Between Two Cities by Rosset & O’Malley
Publisher: Stonemaier Games (2015)
Cooperative Style: Competitive with Partial Partners
Play Style: Card Drafting, Tile Laying
Overview
Over several turns of play, each player drafts tiles in order to build the best city possible — or rather, to build the best two cities possible. In Between Two Cities each player is working in cooperation with the two players to either side, and he’ll be scored based on the worst of those two cities, so there’s no shirking either responsibility!
Cooperative System
Between Two Cities is ultimately a competitive game: only one player wins, while everyone else loses. However, it forces cooperation through a clever system of partial partnerships where each player has part of their score linked to a joint city created with another player.
any partial partnership games fail because they allow a player to focus on just one of his partnerships, ultimately consigning the partner that he’s ignoring to almost certain loss. Between Two Cities resolves that issue by scoring the worst of a player’s two cities, only using the score for the better city as a tie-breaker. The result is a game where a player does his best to ensure that his two partnerships are doing equally well.
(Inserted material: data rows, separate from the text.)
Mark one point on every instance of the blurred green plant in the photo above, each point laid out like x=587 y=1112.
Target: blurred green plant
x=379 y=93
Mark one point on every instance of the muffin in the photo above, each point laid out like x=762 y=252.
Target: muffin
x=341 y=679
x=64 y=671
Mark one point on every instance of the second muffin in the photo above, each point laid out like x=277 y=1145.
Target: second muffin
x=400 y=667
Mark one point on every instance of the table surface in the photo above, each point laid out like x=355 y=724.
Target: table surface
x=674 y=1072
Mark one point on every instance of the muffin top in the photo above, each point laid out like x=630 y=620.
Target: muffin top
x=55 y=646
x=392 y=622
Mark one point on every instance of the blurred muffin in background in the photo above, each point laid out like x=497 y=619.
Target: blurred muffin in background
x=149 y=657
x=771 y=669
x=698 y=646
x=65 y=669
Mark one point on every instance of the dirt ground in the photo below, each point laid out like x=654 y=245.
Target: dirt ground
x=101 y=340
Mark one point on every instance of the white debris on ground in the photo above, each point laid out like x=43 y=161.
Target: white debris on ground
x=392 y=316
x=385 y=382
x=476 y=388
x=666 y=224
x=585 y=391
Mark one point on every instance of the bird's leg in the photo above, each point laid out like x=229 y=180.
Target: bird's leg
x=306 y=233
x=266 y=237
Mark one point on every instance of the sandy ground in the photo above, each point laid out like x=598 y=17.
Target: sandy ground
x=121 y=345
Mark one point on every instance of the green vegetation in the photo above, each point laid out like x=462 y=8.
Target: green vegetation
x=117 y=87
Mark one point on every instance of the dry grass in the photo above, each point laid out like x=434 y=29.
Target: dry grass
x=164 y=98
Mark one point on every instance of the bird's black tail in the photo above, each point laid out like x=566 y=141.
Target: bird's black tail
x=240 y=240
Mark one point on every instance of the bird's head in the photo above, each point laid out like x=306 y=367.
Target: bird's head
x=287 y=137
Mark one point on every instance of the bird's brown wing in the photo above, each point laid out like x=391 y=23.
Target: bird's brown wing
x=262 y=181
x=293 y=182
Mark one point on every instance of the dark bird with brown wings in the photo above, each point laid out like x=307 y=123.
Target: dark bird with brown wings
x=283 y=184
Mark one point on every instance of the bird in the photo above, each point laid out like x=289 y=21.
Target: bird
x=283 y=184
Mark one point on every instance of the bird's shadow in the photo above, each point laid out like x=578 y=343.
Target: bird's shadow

Though the partnerships in Between Two Cities are both constrained and competitive, they still create real cooperation within the game.
That mainly comes through the building of the cities. After each phase of card drafting, each player ends up with two tiles, and he must decide which to place in each of the two cities. Though a player often know what he wants to do, he also engages in freeform negotiation with both of his partners. This results in cooperative conversation about how to build out the cities … but each of those partners is also trying to ensure a tile placement that best benefits them, not the player’s other partner.
Between Two Cities also has a second, more unusual style of cooperation. When a player is drafting tiles, he can choose to pass specific tiles to his partner that he thinks will benefit their shared city. He may even keep a certain tile to play, while also sending a complementary tile to his partner. This sort of unspoken cooperation avoids the problems that open communication can causes in co-op games, while simultaneously allowing for real cooperation.
No Challenge System Elements. Partial Partnerships.
Expansion & Variants
The Capitals (2017) expansion for Between Two Cities increases the challenge of city building by introducing new ways to score points and new geographic obstacles. (The picture at the top of this post shows the expansion in play.)
Between Two Castles of Mad King Ludwig (2018) is a brand-new game that mixes together the partnership play of Between Two Cities with the more freeform building and higher complexity of Castles of Mad King Ludwig (2014).
Final Thoughts
Though it’s ultimately a competitive game, Between Two Cities incorporates some great cooperative mechanics by forcing players to work together with two different partners while simultaneously requiring them to make decisions for themselves about both card drafting and tile placement. Between Two Cities also plays very quickly, showing that meaningful cooperation can occur in small, bite-sized bits.
Ben Rosset & Matthew O’Malley
Matthew O’Malley designs games primarily through his own Black Oak Games. Ben Rosset has worked with a number of small publishers. They both are relatively new designers, who got their professional start in 2014. To date, Between Two Cities is their most successful game.